1
votes

Given the separation between virtual addresses that processes manipulate and the physical address that represent an actual location in memory, you can play some interesting tricks: such as creating a circular buffer without a discontinuity at the beginning/end of the allocated space.

I would like to know if such mapping tricks have a penalty for data read or write access in the case:

  • That access to the physical page is mostly through the same virtual mapping but only occasionally through the other mapping(s).
  • Access to the physical page(s) are spread more or less evenly between the virtual addresses that map to the same physical address.

I'm interested especially in x86 chips released over the last decade or so, but also in contemporary ARM and POWER chips.

2
You're only concerned with data accesses, not code-fetch, right? I think Intel's optimization manual mentions having multiple mappings for the same physical pages, but I forget what I've read. I think there are only penalties when one of the mappings is write-back but the other is not (e.g. USWC). Oh, store/load overlap detection may speculatively assume that pages are only mapped once, so that's worth checking on.Peter Cordes
@PeterCordes yeah, I was thinking of data accesses, although I guess there are cool tricks to be played on the code side of things too :)BeeOnRope
IIRC, the uop cache is virtually addressed, so multiple mappings for code might be less efficient. And JITing to one page and then executing it via an alias might not be great either, I forget.Peter Cordes

2 Answers

4
votes

For 80x86 (I don't know about other architectures):

a) the normal instruction/data/unified caches are physically indexed (and therefore unaffected by paging tricks)

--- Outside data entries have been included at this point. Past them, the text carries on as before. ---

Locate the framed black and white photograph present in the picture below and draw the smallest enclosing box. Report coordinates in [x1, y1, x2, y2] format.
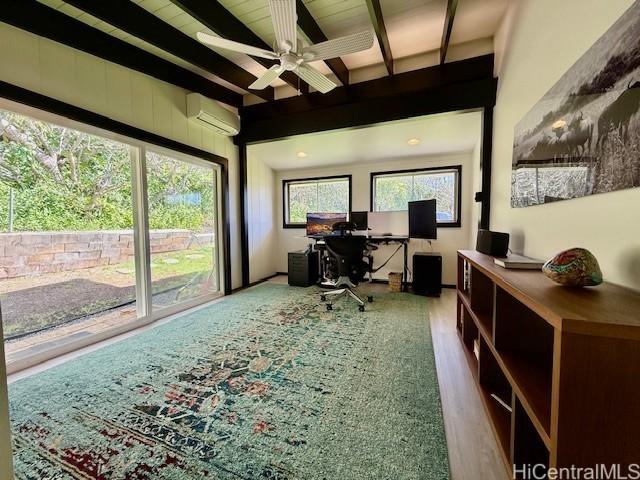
[512, 0, 640, 207]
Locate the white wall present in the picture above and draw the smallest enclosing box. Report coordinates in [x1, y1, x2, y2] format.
[246, 153, 278, 283]
[274, 153, 475, 285]
[492, 0, 640, 290]
[0, 23, 243, 291]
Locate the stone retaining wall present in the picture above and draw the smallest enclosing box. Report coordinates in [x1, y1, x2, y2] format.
[0, 230, 213, 279]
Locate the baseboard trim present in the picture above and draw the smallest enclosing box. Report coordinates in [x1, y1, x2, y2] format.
[236, 274, 456, 291]
[231, 273, 280, 294]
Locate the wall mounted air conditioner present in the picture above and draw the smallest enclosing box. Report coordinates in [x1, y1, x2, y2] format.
[186, 93, 240, 136]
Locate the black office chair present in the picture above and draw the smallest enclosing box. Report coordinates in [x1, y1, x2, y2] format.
[320, 222, 374, 312]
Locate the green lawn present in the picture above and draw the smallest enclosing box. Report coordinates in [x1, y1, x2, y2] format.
[103, 246, 215, 281]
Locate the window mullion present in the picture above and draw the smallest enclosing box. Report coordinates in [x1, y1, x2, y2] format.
[132, 146, 152, 319]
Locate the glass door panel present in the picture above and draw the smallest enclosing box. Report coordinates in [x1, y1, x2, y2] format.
[145, 151, 219, 310]
[0, 108, 140, 363]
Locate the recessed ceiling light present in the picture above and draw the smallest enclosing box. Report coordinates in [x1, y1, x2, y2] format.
[297, 151, 307, 158]
[407, 138, 421, 146]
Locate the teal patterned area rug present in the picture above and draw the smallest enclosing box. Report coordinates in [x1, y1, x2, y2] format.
[9, 284, 450, 480]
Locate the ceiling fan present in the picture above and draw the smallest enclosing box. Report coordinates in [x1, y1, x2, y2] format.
[196, 0, 374, 94]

b) TLBs are virtually indexed. This means that (depending on a lot of things), for your circular buffer trick, you might expect a lot more TLB misses than you would have seen without the circular buffer trick. Things that could matter include the size of the area and the number of type of TLB entries used (4 KiB, 2 MiB/1 GiB); if the CPU prefetches TLB entries (recent CPUs do) and enough time is spent doing other work to ensure that the prefetched TLBs arrive before they're needed; and if the CPU caches higher level paging structures (e.g. page directories) to avoid fetching every level on a TLB miss (e.g. page table entry alone because the page directory was cached; or PML4 entry then PDPT entry then PD entry then page table entry).

c) Any uop cache (e.g. as part of a loop stream detector, or the old Pentium 4 "trace cache") is virtually indexed or not indexed at all (e.g. CPU just remembers "uops from start of loop"). That won't matter unless you have multiple copies of code; and if you do have multiple copies of code it becomes complicated (e.g. if duplication causes the number of uops to exceed the size of the uop cache).

d) Branch prediction is virtually indexed. This means that if you have multiple copies of the same code it becomes complicated again (e.g. it would increase "training time" for branches that aren't statically predicted correctly; and duplication can cause the number of branches to exceed the number of branch prediction slots and result in worse branch prediction).

e) The return buffer is virtually indexed, but I can't think of how that could matter (duplicating code wouldn't increase the depth of the call graph).

f) For store buffers (used for store forwarding); if stores are on different virtual pages then they have to assume a store may be aliased regardless of whether it is or not; and therefore shouldn't matter.

g) For write combining buffers; I'm honestly not sure if they're virtually indexed or physically indexed. Chances are that if it might matter you're going to run out of "write combining slots" before it actually does matter.

0
votes

If you're looking for possible penalties, I would start from the load-store forwarding logic. If you have a store to virtual addr A, and a later load from B, and both addresses map to the same physical one, you're going to confuse the hell out of your CPU.

The main issue is that these conflicts must be resolved as early as possible for loads to be fast (which most microarchitecture are usually optimized for), so some designs may match the virtual addresses (or parts of it) if you know them in time (if not, you can use memory disambiguation, but that's a different story). Keep in mind that L1 set mapping usually looks at the 12 lower addr bits, which allows your L1 lookup and TLB lookup to be performed in parallel - this wouldn't be possible if you also had to wait for a full match with any earlier store in the system. Luckily, if you alias virtual pages like you want you still get the same lower 12 bits thanks to the minimal 4k granularity, so this match would still work.

However, to be functionally foolproof, there must be a full physical match later on (once you have the full translation for the load and all older stores), so the design may at that point decide whether it wan't to forward the data based on a partial match (and risk having to flush everything), or wait for the full match. Either way may probably incur some delay, but I don't think aliasing would contribute to it unless you break the earlier partial check.